Section: Scientific Foundations
Data Mining
Data mining provides methods to discover new and useful patterns from very large sets of data. These patterns may take different forms, depending on the end-user's request, such as:
Frequent itemsets and association rules [1] . In this case, the data is usually a table with a high number of rows and the algorithm extracts correlations between column values. This problem was first motivated by commercial and marketing purposes (e.g. discovering frequent correlations between items bought in a shop, which could help selling more). A typical example of frequent itemset from a sensor network in a smart building would say that “in 20% rooms, the door is closed, the room is empty, and lights are on.”
Frequent sequential pattern extraction. This problem is very similar to frequent itemset mining, but in this case, the order between events has to be considered. Let us consider the smart-building example again. A frequent sequence, in this case, could say that “in 40% rooms, lights are on at time i, the room is empty at time i+j and the door is closed at time i+j+k”. Discovering frequent sequences has become a crucial need in marketing, but also in security (detecting network intrusions for instance) in usage analysis (web usage is one of the main applications) and any domain where data arrive in a specific order (usually given by timestamps).
Clustering [12] . The goal of clustering algorithms is to group together data that have similar characteristics, while ensuring that dissimilar data will not be in the same cluster. In our example of smart buildings, we would find clusters of rooms, where offices will be in one category and copy machine rooms in another one because of their characteristics (hours of people presence, number of times lights are turned on and off, etc.).
One of the main problems for data mining methods recently was to deal with data streams.
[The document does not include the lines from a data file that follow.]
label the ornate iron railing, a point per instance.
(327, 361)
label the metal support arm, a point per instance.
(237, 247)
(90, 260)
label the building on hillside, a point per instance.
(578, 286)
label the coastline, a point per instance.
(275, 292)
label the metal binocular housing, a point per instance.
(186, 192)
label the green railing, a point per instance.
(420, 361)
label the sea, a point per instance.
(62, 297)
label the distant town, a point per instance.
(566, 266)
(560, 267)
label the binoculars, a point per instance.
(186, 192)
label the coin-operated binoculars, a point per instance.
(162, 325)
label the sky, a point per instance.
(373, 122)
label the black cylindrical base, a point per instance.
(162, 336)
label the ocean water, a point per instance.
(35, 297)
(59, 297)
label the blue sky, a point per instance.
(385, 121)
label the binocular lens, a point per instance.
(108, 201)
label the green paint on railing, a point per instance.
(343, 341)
Actually, data mining methods have first been designed for very large data sets where complex algorithms of artificial intelligence were not able to complete within reasonable time responses because of data size. The problem was thus to find a good trade-off between time response and results relevance. The patterns described above well match this trade-off since they both provide interesting knowledge for data analysts and allow algorithm having good time complexity on the number of records. Itemset mining algorithms, for instance, depend more on the number of columns (for a sensor it would be the number of possible items such as temperature, presence, status of lights, etc.) than the number of lines (number of sensors in the network). However, with the ever growing size of data and their production rate, a new kind of data source has recently emerged as data streams. A data stream is a sequence of events arriving at high rate. By “high rate”, we usually admit that traditional data mining methods reach their limits and cannot complete in real-time, given the data size. In order to extract knowledge from such streams, a new trade-off had to be found and the data mining community has investigated approximation methods that could allow maintaining a good quality of results for the above patterns extraction.
For scientific data, data mining now has to deal with new and challenging characteristics. First, scientific data is often associated to a level of uncertainty (typically, sensed values have to be associated to the probability that this value is correct or not). Second, scientific data might be extremely large and need cloud computing solutions for their storage and analysis. Eventually, we will have to deal with high dimension and heterogeneous data.